Le garde des esclaves lança à nouveau un regard furieux à Elise avant de se tourner vers la femme noble avec une courbette d'excuses. « Je vais corriger l'esclave correctement, en guise d'excuse, vous pourriez prendre un esclave sans aucun paiement. »
« Laissez tomber, pourquoi en achèterais-je un après avoir vu une telle chose ?! »
Bien que sa rage ne pouvait être calmée si facilement, sa colère était à moitié satisfaite après avoir vu Elise fouettée par l'homme. Elle remit ses cheveux sur son épaule pour se retourner vers le long couloir poussiéreux et regarda sa servante avant de se remettre en colère. « Qu'est-ce que tu attends ? Prépare le carrosse ! »
« T-T-Tout de suite, jeune maîtresse Collin... » La jeune maîtresse voyait la femme de chambre stupide bégayer et cliquait sa langue trois fois d'agacement en quittant le bâtiment de vente aux enchères.

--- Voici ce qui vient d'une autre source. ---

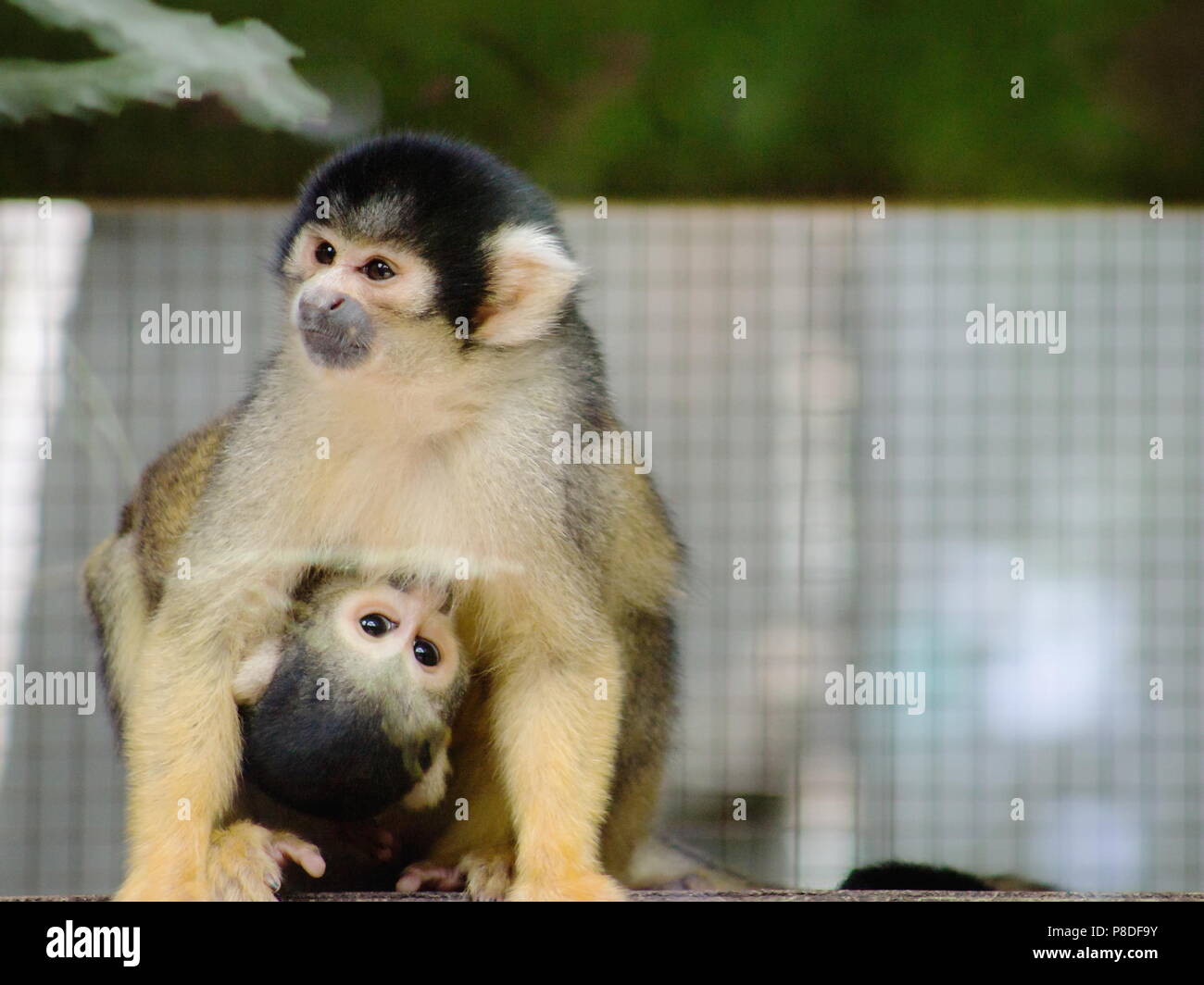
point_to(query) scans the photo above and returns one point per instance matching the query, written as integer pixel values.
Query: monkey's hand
(245, 861)
(484, 874)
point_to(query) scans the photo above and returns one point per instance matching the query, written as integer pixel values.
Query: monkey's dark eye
(425, 652)
(377, 270)
(374, 624)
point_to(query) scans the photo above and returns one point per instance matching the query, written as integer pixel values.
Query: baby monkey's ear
(530, 279)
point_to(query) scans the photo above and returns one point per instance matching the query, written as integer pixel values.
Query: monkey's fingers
(428, 876)
(285, 848)
(488, 873)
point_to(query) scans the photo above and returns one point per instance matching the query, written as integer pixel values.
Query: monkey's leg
(648, 713)
(476, 850)
(557, 745)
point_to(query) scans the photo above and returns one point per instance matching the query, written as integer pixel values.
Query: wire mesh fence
(859, 487)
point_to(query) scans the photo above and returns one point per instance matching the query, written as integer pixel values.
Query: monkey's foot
(484, 876)
(430, 876)
(586, 886)
(247, 861)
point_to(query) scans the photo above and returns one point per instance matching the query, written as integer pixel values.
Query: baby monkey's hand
(247, 861)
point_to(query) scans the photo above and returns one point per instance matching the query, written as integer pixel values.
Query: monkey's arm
(477, 840)
(124, 575)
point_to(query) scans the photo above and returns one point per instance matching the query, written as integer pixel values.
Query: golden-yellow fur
(438, 456)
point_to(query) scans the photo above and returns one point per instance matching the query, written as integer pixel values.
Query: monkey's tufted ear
(530, 279)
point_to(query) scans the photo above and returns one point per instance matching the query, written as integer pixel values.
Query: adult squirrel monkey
(408, 421)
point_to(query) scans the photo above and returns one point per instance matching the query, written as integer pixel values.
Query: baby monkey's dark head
(349, 711)
(408, 248)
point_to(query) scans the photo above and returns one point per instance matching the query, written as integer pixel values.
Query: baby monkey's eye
(425, 652)
(377, 270)
(374, 624)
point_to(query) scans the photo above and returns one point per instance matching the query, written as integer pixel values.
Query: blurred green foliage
(846, 99)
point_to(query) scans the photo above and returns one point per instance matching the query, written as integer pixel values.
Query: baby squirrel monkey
(408, 423)
(345, 713)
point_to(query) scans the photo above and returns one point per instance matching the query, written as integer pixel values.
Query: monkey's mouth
(336, 351)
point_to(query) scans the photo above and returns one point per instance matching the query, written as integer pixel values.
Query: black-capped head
(413, 232)
(349, 711)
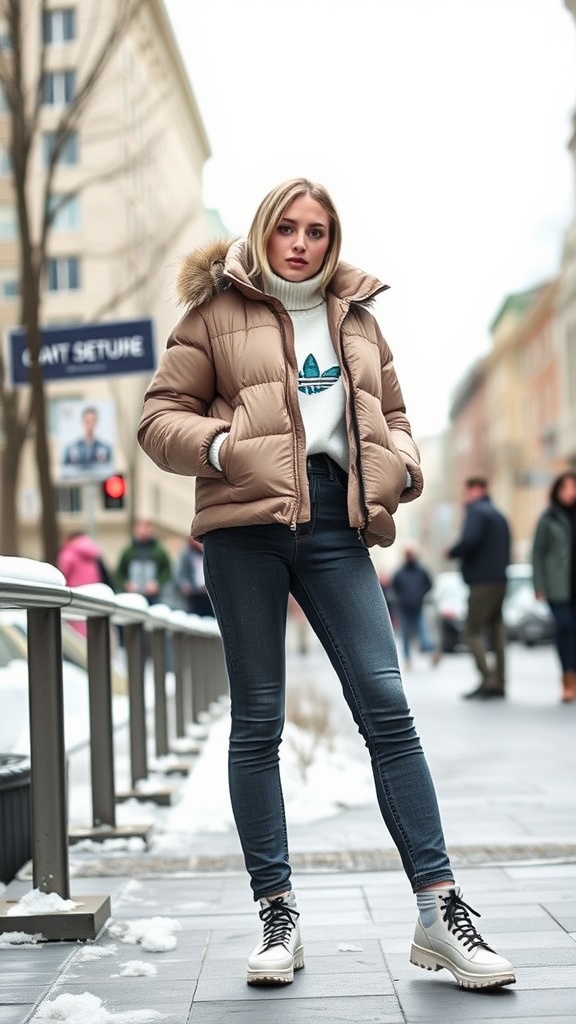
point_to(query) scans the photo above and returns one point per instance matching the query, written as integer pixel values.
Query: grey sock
(426, 907)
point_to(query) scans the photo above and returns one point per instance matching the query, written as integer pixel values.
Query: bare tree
(23, 88)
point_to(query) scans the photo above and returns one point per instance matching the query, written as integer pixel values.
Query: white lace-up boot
(281, 952)
(445, 936)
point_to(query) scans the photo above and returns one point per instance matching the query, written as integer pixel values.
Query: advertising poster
(86, 432)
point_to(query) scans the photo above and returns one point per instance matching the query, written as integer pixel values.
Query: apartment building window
(58, 26)
(70, 153)
(58, 87)
(66, 212)
(9, 285)
(5, 162)
(7, 222)
(64, 273)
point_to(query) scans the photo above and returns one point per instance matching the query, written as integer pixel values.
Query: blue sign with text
(85, 350)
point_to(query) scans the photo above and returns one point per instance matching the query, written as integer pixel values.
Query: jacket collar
(209, 270)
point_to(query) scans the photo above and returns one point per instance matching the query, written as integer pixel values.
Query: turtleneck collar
(294, 295)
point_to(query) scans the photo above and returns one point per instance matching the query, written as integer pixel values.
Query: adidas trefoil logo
(311, 381)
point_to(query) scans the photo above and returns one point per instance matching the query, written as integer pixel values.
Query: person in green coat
(145, 565)
(553, 561)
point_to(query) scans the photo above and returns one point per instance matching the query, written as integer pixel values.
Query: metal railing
(196, 653)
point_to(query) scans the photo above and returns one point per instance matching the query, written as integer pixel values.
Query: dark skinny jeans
(250, 571)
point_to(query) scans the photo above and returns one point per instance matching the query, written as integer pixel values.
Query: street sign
(85, 350)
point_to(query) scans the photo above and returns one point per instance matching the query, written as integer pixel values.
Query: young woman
(553, 559)
(277, 391)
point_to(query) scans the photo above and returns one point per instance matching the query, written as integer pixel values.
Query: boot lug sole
(433, 962)
(285, 977)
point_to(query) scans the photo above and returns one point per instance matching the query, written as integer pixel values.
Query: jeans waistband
(322, 463)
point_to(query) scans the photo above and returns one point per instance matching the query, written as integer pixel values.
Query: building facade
(127, 202)
(567, 320)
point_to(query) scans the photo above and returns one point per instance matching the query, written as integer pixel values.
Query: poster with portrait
(86, 432)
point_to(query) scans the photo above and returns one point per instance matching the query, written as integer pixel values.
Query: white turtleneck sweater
(321, 392)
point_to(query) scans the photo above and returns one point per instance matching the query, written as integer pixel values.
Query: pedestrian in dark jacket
(410, 585)
(484, 550)
(553, 560)
(189, 579)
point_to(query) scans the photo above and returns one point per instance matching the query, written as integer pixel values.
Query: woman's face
(567, 492)
(299, 242)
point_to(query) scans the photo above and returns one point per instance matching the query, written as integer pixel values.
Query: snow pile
(136, 969)
(21, 939)
(88, 1009)
(156, 935)
(39, 902)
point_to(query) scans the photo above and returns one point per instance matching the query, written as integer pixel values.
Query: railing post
(178, 652)
(158, 647)
(101, 726)
(48, 797)
(133, 639)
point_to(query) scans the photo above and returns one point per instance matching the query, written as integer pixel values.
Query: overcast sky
(441, 130)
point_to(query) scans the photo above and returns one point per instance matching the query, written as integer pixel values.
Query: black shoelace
(279, 921)
(457, 918)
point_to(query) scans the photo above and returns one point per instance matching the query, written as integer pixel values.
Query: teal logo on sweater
(311, 381)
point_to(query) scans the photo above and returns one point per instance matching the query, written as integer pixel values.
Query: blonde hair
(270, 213)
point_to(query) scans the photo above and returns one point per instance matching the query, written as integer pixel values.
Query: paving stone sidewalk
(504, 772)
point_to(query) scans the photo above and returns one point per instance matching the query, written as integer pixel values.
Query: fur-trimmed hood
(202, 273)
(210, 269)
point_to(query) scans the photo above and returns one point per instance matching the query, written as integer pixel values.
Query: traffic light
(114, 491)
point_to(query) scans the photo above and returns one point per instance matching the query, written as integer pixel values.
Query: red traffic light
(115, 486)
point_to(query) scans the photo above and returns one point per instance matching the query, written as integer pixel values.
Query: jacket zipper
(363, 509)
(294, 519)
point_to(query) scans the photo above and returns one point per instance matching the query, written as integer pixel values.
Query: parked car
(449, 598)
(525, 617)
(13, 646)
(536, 625)
(520, 595)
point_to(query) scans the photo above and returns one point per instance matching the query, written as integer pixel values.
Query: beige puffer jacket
(230, 365)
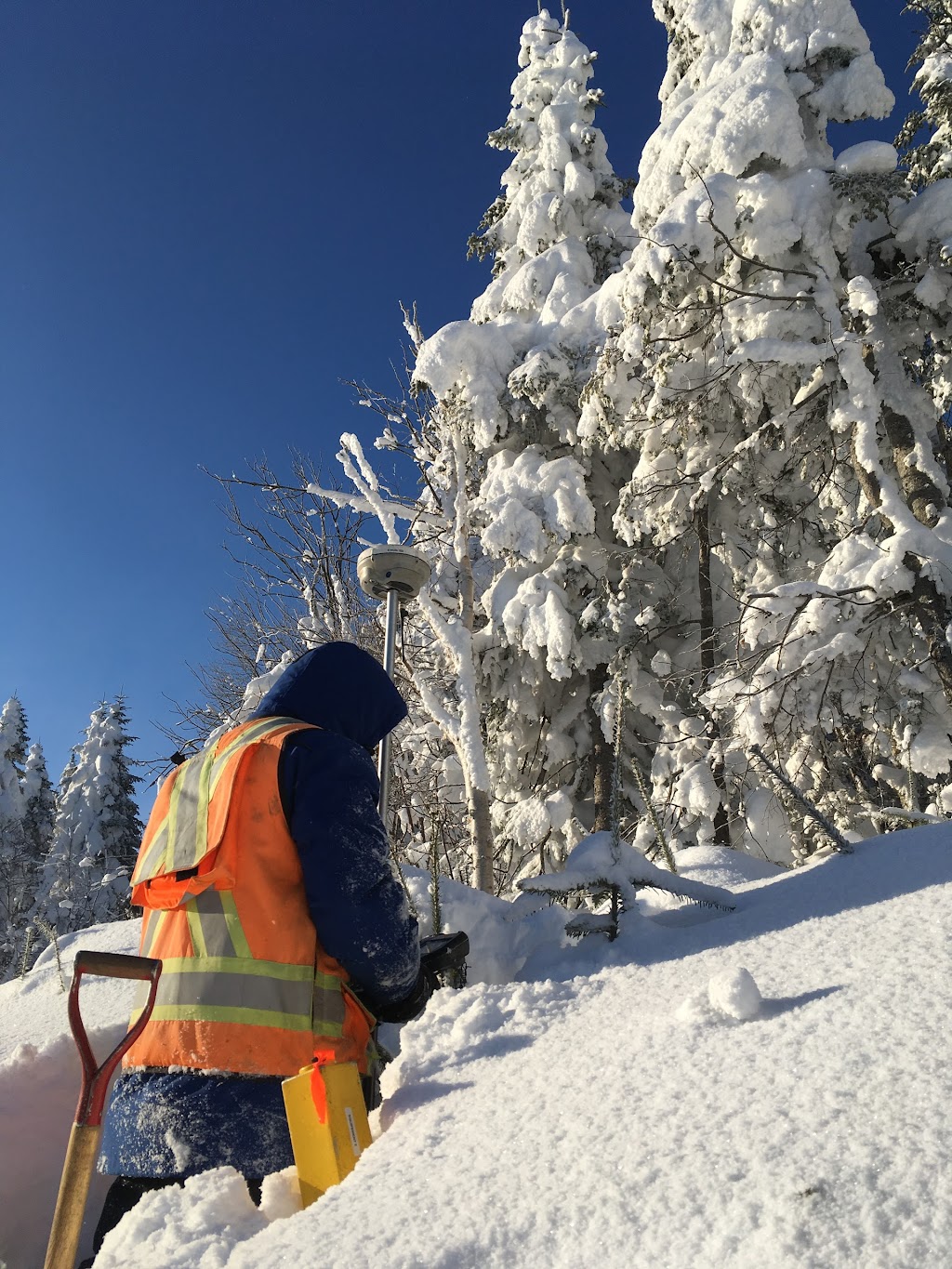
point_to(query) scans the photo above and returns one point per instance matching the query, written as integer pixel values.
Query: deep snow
(765, 1087)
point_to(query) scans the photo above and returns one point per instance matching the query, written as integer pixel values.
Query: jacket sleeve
(329, 791)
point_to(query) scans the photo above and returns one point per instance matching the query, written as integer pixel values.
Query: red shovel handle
(96, 1078)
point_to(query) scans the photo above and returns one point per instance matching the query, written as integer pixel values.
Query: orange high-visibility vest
(245, 985)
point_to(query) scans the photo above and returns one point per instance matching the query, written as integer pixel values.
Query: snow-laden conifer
(786, 510)
(926, 139)
(97, 831)
(521, 563)
(16, 866)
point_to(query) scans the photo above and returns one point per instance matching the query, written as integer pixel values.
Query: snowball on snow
(735, 994)
(867, 157)
(861, 297)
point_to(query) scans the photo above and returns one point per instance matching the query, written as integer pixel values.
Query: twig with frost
(840, 841)
(654, 817)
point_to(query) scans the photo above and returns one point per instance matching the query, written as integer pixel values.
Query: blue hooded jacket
(177, 1123)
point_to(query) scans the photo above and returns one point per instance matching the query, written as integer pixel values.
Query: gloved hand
(410, 1007)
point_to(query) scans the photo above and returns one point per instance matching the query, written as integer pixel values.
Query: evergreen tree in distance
(97, 830)
(16, 872)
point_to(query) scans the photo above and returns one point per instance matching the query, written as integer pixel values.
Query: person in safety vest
(268, 893)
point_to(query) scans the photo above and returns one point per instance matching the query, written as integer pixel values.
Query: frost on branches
(786, 509)
(926, 139)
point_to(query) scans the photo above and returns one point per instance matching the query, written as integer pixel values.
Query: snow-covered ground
(641, 1104)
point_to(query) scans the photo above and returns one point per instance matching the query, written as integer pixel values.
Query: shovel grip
(112, 965)
(96, 1078)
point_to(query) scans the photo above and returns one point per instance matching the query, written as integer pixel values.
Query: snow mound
(868, 157)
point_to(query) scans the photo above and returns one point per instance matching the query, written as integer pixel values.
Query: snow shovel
(87, 1127)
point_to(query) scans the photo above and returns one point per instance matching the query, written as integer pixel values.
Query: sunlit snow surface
(767, 1087)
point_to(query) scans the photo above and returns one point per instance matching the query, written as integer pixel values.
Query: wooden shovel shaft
(72, 1199)
(87, 1127)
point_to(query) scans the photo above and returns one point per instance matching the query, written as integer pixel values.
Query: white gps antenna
(396, 574)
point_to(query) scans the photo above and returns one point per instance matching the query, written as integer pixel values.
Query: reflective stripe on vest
(222, 983)
(180, 840)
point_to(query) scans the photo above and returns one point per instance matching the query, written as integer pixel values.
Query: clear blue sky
(209, 211)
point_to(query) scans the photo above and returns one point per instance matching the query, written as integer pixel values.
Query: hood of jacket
(340, 688)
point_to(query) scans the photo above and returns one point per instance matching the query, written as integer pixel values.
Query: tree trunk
(722, 834)
(602, 760)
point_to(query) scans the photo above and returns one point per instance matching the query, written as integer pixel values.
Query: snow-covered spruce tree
(926, 138)
(510, 514)
(97, 831)
(786, 510)
(16, 872)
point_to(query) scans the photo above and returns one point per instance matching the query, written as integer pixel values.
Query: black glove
(410, 1007)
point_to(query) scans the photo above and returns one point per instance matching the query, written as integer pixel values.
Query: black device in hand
(444, 957)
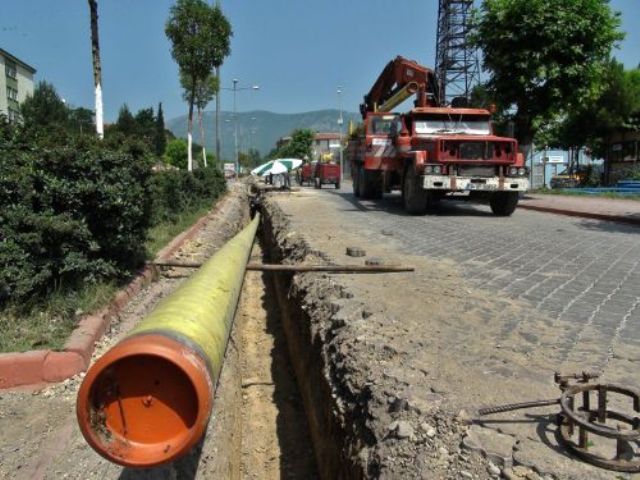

« Debout ! » ordonna le garde des esclaves auquel Elise répondit rapidement en se levant en chancelant tout en couvrant son cœur qui cognait.
Son corps était douloureux, mais la douleur du fouet lui semblait insupportablement douloureuse. Son corps tremblait et la fièvre avait fait monter sa température, mais la fille qui avait vécu dans la crainte ne s'en rendait pas compte.
Les cris à travers le couloir et les gémissements faisaient vaciller ses jambes comme si elles l'empêchaient de marcher. Les yeux bleus d'Elise regardaient en bas son collier. Elle ne pouvait rien faire maintenant, bien que son petit esprit avait formé des façons d'échapper au sorcier qui l'utiliserait comme sacrifice, avec les colliers attachés sur elle, elle mourrait avant de pouvoir s'échapper.
Après l'incident qui l'avait conduite avec un dos blessé vers Ian, elle avait encore plus peur d'entrer dans la voiture et se tenait debout en serrant l'ourlet de sa robe en lambeaux. Son esprit ne pouvait que penser que le beau carrosse devant ses yeux deviendrait bientôt sa dernière promenade de sa courte vie. Mais lorsqu'elle a su combien cette personne semblait aimable, elle a baissé un peu sa garde et est obéissamment trotinée vers le carrosse.